What is Explainable AI (XAI)?

An introduction to XAI — the field aimed at making machine learning models understandable to humans

Conor O'Sullivan

Published in

Towards Data Science

11 min readSep 19, 2022

Updated: 8 March 2023

Should we always trust a model that performs well?

A model could reject your application for a mortgage or diagnose you with cancer. These decisions have consequences. Serious consequences. Even if they are correct, we would expect an explanation.

A human could give one. A human would be able to tell you that your income is too low or that a cluster of cells is malignant. To get similar explanations from a model we look to the field of explainable AI.

We will explore this field and understand what it aims to achieve. We discuss the approaches in XAI below with a focus on the first two. To end, we touch on what it takes to go from technical interpretations to human-friendly explanations.

Summary of approaches in XAI (source: author)

You may also enjoy this video on the topic. And, if you want to learn more, check out my course — XAI with Python. You can get free access if you sign up to my newsletter.

What is XAI?

XAI, also known as interpretable machine learning (IML), aims to build machine learning models that humans can understand. It is a field of research and the set of existing tools and methodologies developed by that field. This includes:

methods to interpret black-box models
modelling methodologies used to build models that are easy to interpret

We can think of XAI as both interpreting models and making models more interpretable. Explaining predictions to a less technical audience also falls in the domain. That is how we go from interpretations that data scientists can understand to human-friendly explanations. So, really, XAI involves any method used to understand or explain how a model makes predictions.

XAI aims to build models that can be understood by humans

Understanding a model can mean understanding how individual predictions are made. We call these local interpretations. With these, we want to know how each individual model feature has contributed to the prediction. It can also mean understanding how a model works as a whole. We call these global interpretations.

Why do we need XAI?

The obvious benefit is the aim of XAI — an understanding of a model. Through local interpretations, we can understand individual decisions made using machine learning and explain those to customers. Through global interpretations, we can understand what trends the model is using to make predictions. From this, many other benefits flow.
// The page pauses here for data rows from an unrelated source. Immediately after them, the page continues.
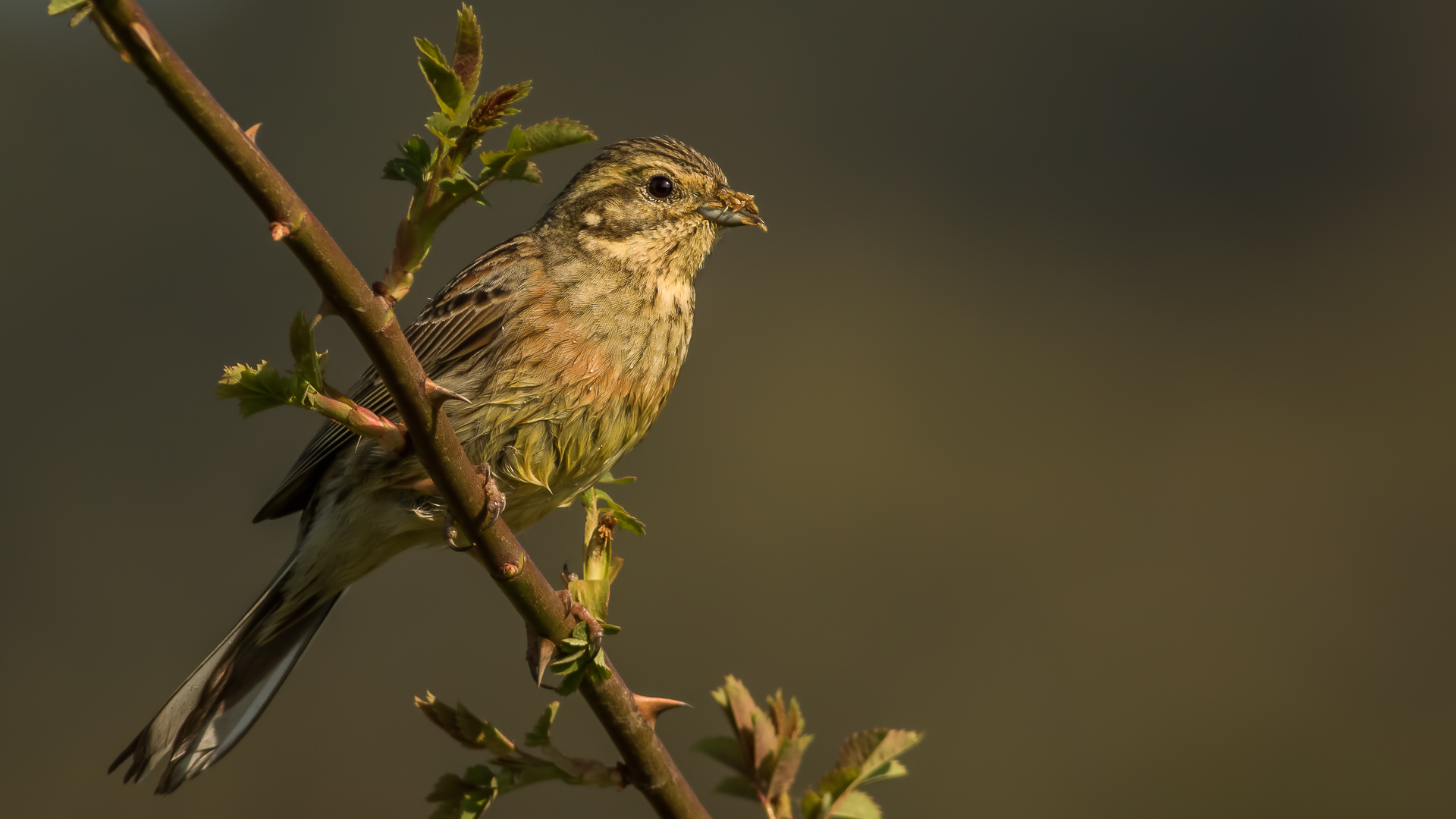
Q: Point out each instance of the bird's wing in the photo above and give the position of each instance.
(460, 319)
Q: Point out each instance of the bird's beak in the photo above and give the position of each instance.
(733, 209)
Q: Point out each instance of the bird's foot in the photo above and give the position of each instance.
(494, 506)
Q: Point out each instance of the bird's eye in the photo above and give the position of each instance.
(660, 187)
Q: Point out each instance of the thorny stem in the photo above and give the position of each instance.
(369, 316)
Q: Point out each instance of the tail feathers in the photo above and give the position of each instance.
(223, 697)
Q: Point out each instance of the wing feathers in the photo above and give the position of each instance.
(465, 316)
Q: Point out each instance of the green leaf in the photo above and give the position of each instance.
(625, 519)
(813, 805)
(592, 594)
(449, 91)
(443, 126)
(466, 63)
(724, 749)
(460, 186)
(256, 388)
(417, 150)
(495, 105)
(739, 786)
(873, 749)
(308, 363)
(554, 134)
(856, 805)
(892, 770)
(430, 50)
(63, 6)
(405, 171)
(541, 735)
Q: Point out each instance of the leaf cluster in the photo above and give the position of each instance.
(438, 174)
(262, 387)
(867, 757)
(764, 751)
(468, 796)
(582, 659)
(77, 9)
(767, 748)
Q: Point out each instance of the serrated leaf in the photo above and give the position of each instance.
(447, 88)
(431, 52)
(495, 105)
(592, 594)
(523, 171)
(417, 150)
(739, 786)
(443, 126)
(466, 63)
(256, 388)
(308, 363)
(871, 749)
(539, 736)
(63, 6)
(786, 765)
(811, 805)
(892, 770)
(549, 136)
(724, 749)
(856, 805)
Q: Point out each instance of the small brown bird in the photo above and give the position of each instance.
(566, 340)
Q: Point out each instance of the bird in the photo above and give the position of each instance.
(565, 340)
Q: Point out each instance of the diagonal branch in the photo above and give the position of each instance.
(372, 321)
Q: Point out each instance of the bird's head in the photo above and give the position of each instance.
(651, 203)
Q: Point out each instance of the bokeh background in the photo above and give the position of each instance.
(1090, 403)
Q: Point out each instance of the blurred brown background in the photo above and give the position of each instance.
(1090, 403)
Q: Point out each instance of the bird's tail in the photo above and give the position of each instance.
(218, 704)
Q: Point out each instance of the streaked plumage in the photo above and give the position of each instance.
(566, 338)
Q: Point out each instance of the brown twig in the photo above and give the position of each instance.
(435, 442)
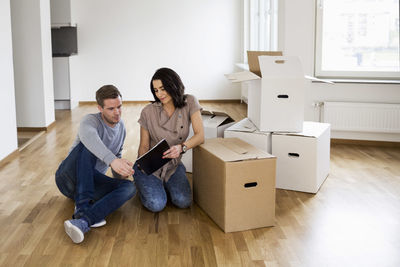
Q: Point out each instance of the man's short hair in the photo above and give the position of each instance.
(107, 92)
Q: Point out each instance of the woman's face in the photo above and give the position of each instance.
(160, 92)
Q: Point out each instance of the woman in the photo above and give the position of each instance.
(169, 117)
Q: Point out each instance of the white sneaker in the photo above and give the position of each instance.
(76, 229)
(99, 224)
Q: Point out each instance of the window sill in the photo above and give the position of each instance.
(362, 81)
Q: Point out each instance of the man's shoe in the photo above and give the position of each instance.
(76, 229)
(99, 224)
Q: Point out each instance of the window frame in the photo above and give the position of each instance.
(337, 74)
(260, 26)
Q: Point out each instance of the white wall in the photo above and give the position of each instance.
(60, 11)
(31, 34)
(296, 24)
(124, 42)
(8, 136)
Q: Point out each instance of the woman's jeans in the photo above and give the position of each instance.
(153, 191)
(95, 194)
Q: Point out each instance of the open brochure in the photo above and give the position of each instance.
(152, 160)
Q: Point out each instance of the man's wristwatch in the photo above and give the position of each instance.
(184, 148)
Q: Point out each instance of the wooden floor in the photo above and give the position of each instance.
(354, 220)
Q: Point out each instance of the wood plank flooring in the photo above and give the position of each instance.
(354, 220)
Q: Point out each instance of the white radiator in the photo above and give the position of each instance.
(362, 117)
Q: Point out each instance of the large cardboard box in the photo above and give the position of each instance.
(303, 159)
(248, 132)
(234, 183)
(214, 123)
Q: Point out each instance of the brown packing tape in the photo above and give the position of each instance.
(235, 148)
(252, 59)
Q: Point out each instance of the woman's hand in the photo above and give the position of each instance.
(173, 152)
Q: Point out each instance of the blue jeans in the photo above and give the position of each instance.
(153, 191)
(95, 194)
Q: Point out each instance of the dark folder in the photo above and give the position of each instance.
(152, 160)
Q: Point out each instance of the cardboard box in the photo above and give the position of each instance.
(303, 159)
(234, 183)
(248, 132)
(214, 123)
(275, 91)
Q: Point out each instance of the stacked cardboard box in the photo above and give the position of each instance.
(276, 109)
(214, 123)
(232, 175)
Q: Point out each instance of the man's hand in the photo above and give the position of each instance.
(122, 166)
(173, 152)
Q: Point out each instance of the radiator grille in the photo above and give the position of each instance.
(362, 117)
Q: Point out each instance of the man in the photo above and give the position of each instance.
(81, 176)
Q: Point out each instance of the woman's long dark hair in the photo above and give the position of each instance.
(172, 84)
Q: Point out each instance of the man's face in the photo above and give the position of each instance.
(111, 112)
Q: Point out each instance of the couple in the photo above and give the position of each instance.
(81, 176)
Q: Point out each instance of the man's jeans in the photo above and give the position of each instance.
(95, 194)
(152, 190)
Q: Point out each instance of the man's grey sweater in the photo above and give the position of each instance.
(102, 140)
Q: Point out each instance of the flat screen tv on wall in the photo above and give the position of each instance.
(64, 41)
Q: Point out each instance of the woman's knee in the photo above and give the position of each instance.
(65, 185)
(129, 189)
(155, 203)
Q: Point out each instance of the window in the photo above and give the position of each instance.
(260, 25)
(357, 39)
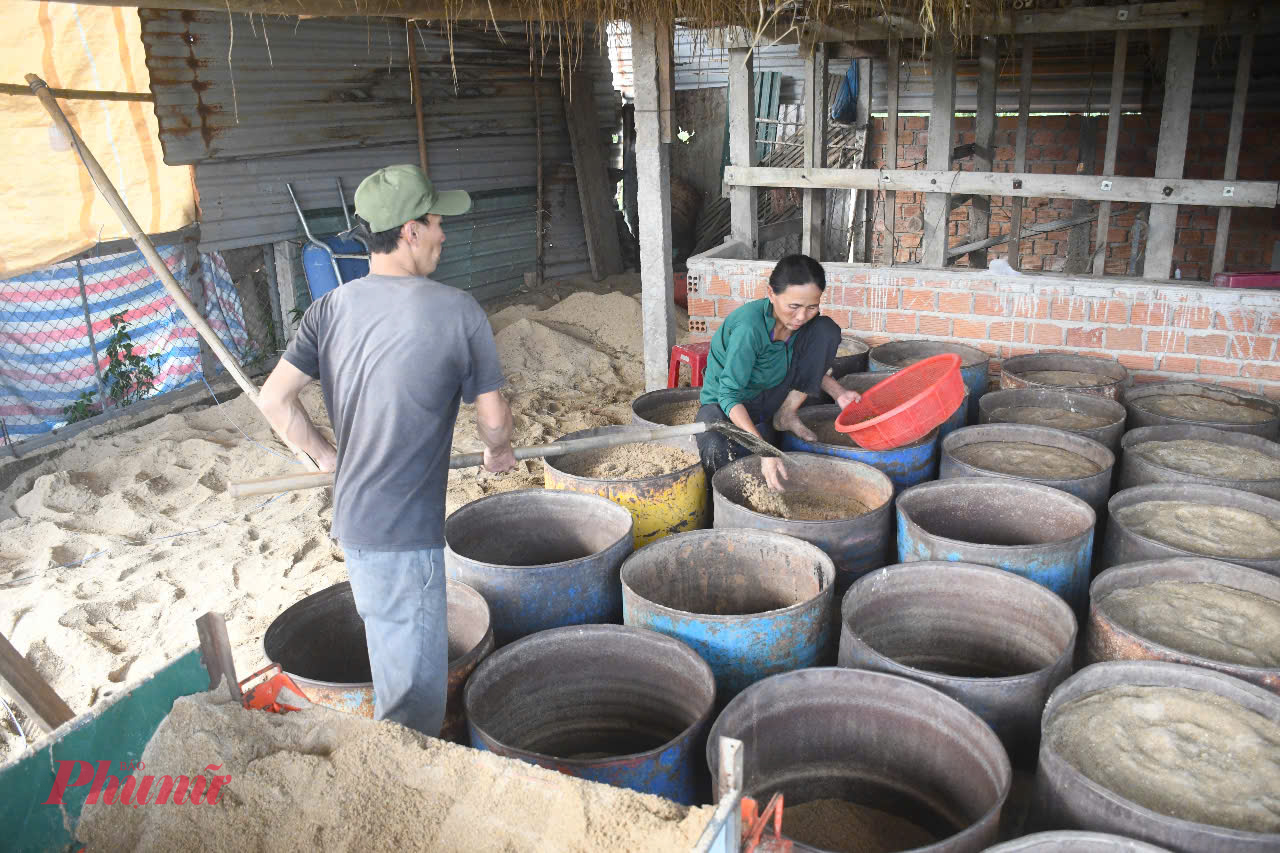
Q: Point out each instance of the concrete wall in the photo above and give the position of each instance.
(1159, 331)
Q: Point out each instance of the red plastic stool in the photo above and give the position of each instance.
(691, 354)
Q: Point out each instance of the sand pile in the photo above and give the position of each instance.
(1207, 620)
(325, 780)
(1205, 529)
(1178, 752)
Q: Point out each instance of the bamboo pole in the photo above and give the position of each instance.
(113, 199)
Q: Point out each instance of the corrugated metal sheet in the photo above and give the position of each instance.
(309, 101)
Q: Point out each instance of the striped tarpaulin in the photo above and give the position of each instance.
(45, 355)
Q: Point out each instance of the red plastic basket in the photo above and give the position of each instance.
(906, 406)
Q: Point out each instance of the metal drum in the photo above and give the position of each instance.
(540, 559)
(1107, 434)
(1114, 374)
(661, 505)
(320, 643)
(974, 364)
(1138, 470)
(992, 641)
(874, 739)
(1109, 641)
(856, 544)
(1025, 528)
(749, 602)
(1069, 799)
(1139, 416)
(906, 465)
(615, 705)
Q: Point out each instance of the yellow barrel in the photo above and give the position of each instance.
(661, 505)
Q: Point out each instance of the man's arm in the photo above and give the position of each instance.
(494, 427)
(283, 410)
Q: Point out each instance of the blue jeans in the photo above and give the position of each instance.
(401, 597)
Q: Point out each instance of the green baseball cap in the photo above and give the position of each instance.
(396, 195)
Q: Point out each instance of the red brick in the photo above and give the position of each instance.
(899, 323)
(955, 302)
(1166, 342)
(1128, 338)
(915, 300)
(1109, 311)
(1220, 368)
(1207, 345)
(1046, 334)
(1083, 337)
(935, 325)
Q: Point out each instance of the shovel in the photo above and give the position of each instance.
(315, 479)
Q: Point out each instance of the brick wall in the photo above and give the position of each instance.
(1159, 332)
(1054, 147)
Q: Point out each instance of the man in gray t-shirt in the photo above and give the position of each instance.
(394, 354)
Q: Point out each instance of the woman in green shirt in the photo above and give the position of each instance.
(764, 361)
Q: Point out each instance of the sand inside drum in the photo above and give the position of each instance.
(1024, 459)
(626, 463)
(1066, 378)
(325, 780)
(1196, 407)
(675, 414)
(799, 506)
(848, 828)
(1207, 620)
(1178, 752)
(1205, 529)
(1210, 459)
(1047, 416)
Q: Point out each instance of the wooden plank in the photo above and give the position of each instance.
(1171, 149)
(984, 136)
(1184, 191)
(593, 185)
(1109, 156)
(744, 227)
(937, 206)
(30, 690)
(1233, 147)
(1024, 112)
(814, 201)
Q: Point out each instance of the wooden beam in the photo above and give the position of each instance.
(30, 690)
(814, 203)
(653, 205)
(984, 137)
(741, 147)
(1233, 147)
(937, 208)
(1024, 112)
(1109, 156)
(593, 186)
(1171, 149)
(1183, 191)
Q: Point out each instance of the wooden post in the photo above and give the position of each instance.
(1171, 150)
(814, 204)
(891, 150)
(1233, 147)
(1109, 156)
(1024, 112)
(983, 155)
(653, 201)
(744, 226)
(415, 83)
(937, 205)
(149, 251)
(32, 693)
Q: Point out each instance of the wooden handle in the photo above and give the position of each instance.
(291, 482)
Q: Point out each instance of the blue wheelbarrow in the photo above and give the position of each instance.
(329, 261)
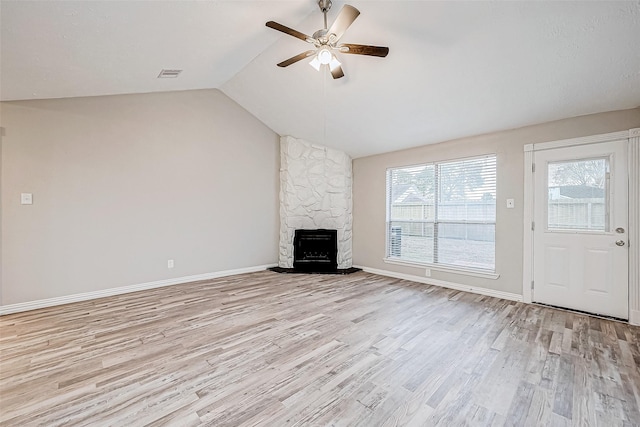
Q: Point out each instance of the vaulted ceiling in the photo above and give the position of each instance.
(454, 69)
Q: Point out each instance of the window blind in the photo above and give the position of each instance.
(443, 213)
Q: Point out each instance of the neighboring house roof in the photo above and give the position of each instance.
(407, 194)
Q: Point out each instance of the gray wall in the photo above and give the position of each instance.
(369, 191)
(121, 184)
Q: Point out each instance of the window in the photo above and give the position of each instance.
(443, 213)
(578, 195)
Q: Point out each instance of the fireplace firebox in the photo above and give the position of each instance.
(315, 250)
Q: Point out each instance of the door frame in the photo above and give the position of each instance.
(633, 154)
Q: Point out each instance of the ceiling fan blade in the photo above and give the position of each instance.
(361, 49)
(296, 58)
(289, 31)
(345, 18)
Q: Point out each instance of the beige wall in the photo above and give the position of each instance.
(121, 184)
(369, 192)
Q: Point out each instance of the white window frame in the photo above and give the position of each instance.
(464, 270)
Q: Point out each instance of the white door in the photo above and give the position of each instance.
(580, 239)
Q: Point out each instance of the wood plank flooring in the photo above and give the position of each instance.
(271, 349)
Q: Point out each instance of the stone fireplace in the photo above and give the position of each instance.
(315, 193)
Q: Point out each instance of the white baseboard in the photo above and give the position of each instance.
(49, 302)
(444, 284)
(634, 317)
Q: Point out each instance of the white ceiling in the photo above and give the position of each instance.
(454, 69)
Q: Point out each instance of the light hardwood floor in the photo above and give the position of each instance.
(274, 349)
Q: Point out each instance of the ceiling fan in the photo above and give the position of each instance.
(326, 41)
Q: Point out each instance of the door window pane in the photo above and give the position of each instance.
(578, 195)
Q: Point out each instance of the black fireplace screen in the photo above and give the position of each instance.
(315, 250)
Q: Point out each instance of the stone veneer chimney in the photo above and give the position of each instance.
(315, 192)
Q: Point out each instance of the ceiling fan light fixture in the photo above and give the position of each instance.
(315, 63)
(324, 56)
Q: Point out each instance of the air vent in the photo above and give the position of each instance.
(169, 74)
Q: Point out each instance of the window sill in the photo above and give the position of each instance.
(456, 270)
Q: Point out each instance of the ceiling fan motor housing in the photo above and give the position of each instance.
(325, 5)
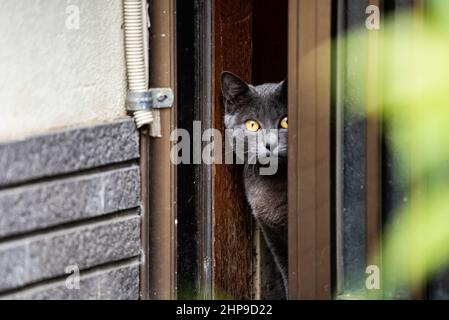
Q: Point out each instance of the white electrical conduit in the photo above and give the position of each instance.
(135, 50)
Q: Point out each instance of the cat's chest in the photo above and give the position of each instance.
(267, 196)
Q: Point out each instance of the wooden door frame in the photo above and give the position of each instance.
(309, 193)
(162, 190)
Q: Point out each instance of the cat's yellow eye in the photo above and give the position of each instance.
(252, 125)
(284, 123)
It can help increase trust in machine learning and lead to greater adoption in other fields. You can also gain knowledge of your dataset and tell better stories about your results. You can even improve accuracy and performance in production. This video discusses these 6 benefits in-depth:

Machine learning models are notoriously complicated. So, how do we go about understanding them? Well, we have a few approaches available.

Intrinsically interpretable models

The first approach is to build models that are intrinsically interpretable. These are simple models that can be understood by a human without the need for additional methods [1]. We only need to look at the model’s parameters or a model summary. These will tell us how an individual prediction was made or even what trends are captured by the model.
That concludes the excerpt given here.